SCANDIANO (Reggio Emilia) – Non accettava la fine della relazione e quando la sua ex ha iniziato a frequentare un altro uomo, ha iniziato a molestare e a minacciare la donna con telefonate assillanti, presentandosi presso il suo luogo di lavoro, insultandola e pedinandola. Almeno dieci le visite al lavoro, ricostruite dai carabinieri, nelle quali l’uomo insisteva per parlare con lei nel tentativo di convincerla a ricominciare il rapporto. L’uomo poi avrebbe contattato anche la figlia di lei per avere informazioni sugli spostamenti e le frequentazioni della madre.

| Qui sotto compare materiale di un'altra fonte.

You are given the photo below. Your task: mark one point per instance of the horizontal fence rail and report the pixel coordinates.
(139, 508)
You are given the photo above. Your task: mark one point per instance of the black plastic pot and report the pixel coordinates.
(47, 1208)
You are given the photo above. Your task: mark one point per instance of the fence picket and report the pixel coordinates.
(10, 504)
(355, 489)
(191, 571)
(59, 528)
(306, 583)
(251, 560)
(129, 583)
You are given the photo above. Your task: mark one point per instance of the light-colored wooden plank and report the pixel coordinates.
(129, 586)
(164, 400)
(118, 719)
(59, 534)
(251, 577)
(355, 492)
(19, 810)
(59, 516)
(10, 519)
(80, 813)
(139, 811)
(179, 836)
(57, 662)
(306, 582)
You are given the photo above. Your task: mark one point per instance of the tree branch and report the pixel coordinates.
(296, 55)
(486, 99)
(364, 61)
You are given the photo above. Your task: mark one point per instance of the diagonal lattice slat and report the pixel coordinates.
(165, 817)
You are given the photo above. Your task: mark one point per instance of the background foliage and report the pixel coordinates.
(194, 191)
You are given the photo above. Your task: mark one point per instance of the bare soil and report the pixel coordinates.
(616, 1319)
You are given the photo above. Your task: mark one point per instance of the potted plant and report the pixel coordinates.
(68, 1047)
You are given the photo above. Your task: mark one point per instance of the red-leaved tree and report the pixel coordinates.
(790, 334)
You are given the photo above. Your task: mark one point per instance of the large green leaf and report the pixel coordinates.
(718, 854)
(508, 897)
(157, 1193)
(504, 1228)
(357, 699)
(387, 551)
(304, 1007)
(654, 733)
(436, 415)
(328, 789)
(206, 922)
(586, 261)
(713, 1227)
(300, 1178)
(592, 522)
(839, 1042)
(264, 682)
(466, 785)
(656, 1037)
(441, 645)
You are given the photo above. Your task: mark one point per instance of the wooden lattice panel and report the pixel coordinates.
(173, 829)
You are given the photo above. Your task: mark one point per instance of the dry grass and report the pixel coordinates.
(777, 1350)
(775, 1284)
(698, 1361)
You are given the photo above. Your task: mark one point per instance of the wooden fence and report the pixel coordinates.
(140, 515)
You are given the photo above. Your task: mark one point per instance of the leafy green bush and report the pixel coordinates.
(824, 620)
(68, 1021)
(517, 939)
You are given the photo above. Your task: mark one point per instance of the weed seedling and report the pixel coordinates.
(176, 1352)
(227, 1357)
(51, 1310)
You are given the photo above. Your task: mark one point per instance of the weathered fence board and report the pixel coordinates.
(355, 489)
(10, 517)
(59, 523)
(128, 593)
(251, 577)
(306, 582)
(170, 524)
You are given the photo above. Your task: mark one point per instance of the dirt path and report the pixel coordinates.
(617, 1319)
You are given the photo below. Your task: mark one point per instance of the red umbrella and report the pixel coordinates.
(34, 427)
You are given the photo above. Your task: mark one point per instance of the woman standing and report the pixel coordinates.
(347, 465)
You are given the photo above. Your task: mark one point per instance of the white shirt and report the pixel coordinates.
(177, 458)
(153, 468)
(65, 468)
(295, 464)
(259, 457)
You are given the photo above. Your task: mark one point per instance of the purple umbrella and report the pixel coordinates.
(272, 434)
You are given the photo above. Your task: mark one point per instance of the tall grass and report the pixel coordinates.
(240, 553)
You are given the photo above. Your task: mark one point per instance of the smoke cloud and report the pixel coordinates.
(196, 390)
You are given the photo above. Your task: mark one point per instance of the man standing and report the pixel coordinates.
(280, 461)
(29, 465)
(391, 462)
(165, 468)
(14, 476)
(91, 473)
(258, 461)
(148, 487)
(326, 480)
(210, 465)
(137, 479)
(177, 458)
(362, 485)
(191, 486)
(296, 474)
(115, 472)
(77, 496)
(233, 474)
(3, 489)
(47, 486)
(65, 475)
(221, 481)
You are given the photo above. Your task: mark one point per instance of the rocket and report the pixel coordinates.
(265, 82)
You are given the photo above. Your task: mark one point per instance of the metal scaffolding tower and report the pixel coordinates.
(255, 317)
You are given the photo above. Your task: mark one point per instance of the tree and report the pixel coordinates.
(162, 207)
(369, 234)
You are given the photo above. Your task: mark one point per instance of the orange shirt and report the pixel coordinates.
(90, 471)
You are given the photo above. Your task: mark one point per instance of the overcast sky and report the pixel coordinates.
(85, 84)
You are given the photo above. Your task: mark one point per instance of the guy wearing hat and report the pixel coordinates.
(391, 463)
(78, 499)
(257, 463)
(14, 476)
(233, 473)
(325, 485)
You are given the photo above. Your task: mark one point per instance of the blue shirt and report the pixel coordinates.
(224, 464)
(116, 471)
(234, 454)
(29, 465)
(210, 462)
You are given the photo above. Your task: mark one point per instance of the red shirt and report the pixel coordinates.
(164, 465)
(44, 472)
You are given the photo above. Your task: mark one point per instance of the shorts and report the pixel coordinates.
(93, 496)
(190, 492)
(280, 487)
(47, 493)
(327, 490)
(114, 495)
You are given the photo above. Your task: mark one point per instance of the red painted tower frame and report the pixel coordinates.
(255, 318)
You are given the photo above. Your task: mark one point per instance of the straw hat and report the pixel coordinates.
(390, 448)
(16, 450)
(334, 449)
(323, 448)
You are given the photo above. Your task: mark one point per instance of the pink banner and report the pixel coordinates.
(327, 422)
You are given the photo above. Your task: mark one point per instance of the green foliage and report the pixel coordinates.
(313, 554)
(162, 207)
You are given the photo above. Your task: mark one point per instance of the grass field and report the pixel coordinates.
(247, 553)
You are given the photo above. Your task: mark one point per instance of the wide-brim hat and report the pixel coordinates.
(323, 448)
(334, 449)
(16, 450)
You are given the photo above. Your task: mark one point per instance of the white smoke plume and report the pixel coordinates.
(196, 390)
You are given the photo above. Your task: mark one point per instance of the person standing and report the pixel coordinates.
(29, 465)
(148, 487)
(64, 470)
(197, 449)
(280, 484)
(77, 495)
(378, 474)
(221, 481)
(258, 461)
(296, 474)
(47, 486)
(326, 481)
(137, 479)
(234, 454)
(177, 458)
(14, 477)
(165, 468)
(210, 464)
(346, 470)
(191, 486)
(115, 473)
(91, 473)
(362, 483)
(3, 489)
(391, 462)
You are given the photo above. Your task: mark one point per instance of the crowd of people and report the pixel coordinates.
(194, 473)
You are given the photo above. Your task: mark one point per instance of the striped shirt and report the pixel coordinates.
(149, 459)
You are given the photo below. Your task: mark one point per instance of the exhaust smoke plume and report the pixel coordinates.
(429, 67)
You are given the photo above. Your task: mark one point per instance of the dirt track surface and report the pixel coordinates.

Negli ultimi mesi, secondo quanto ricostruito dai carabinieri di Scandiano la situazione si sarebbe ulteriormente aggravata. In un caso la donna sarebbe stata inseguita in auto appena uscita dal lavoro, altre volte veniva pedinata e offesa, fino al danneggiamento, nel gennaio scorso, dell’auto. Condotte persecutorie, che avrebbero cagionato nella donna un perdurante e grave stato d’ansia e di paura tanto da costringerla a cambiare le proprie abitudini di vita.
Il presunto stalker è un 55enne residente a Scandiano, per il quale il Gip su richiesta della Procura, ha disposto la misura cautelare del divieto di avvicinamento dai luoghi frequentati dalla vittima, con l’obbligo di restare ad almeno 2000 metri di distanza e di non comunicare con lei, anche per interposta persona. All’uomo è stato inoltre applicato il braccialetto elettronico.